GUELPH — From the spirited opening bars of the Introduction of The Merry Widow, to the final notes of Auld Lang Syne where the audience got to sing along, the Guelph Symphony Orchestra put on an entertaining New Year’s Day concert that filled the River Run Centre’s main hall Sunday afternoon.
It was the third concert the community orchestra performed this season under the direction of its new conductor Judith Yan and some gelling has taken place since their first concert, Pictures at an Exhibition, in October.
That one, save for a powerful performance by visiting violinist Jacques Israelievitch, felt a little flat. The notes were right, but the energy was low.
That was not the case on Sunday as Yan powered the orchestra through some tricky repertoire that included arias from Franz Lehar’s The Merry Widow, waltzes by Johann Strauss, and a little Mozart to round out the program.
The orchestra was joined by tenor Mark DuBois and soprano Corinne Lynch, who had an easy chemistry on stage. DuBois is a perennial favourite with the Guelph Symphony Orchestra and he’s as funny as he is talented.
The Schubert Serenade was lovely; proving DuBois was right when he said what tenors do best is serenade under balconies. Lynch was equally skilled and she belted out the high notes at the end of Vilja, also from The Merry Widow.
And the two seemed to be having fun together as they sang Lippen Schweigen — DuBois as the Count, afraid to use the word ‘love’ and the funny moment when he finally does. The orchestra was a little sloppy with their starts and stops in this one, but the players in the quartet section made up for it.
Perhaps the best known and best executed piece was The Blue Danube waltz by Strauss. There are many tempo changes and long pauses in this piece and this time the orchestra was clean as they did them. Alexandra Sevastianova and Ronan Cherniazski of Ballroom Class made a few appearances during the program and they seemed to float across the stage as they danced to this waltz.

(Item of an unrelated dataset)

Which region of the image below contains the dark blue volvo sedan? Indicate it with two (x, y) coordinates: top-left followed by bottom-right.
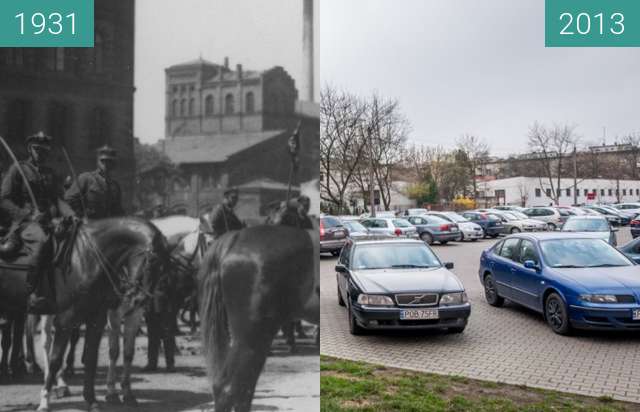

DuBois sang O Sole Mio for his encore performance — he called it dessert — in tribute to his favourite tenor Luciano Pavarotti. But what’s a tribute without a sense of humour? At one point DuBois pulled out a handkerchief the size of a tablecloth to wipe his brow.
“They say Luciano has the largest handkerchief, but I don’t think so,” he joked to the crowd.
Simon Irving, the previous conductor and artistic director of Guelph Symphony Orchestra, said when the orchestra first decided to try the New Year’s Day concert idea six years ago, it was met with doubt and trepidation.
“Will people come out to see it? Will there be enough players to put on such a concert? It was all unknown,” Irving said after Sunday’s performance.
“But this show is almost sold out and it’s been that way from the beginning. A nice way to start a new year, I think.”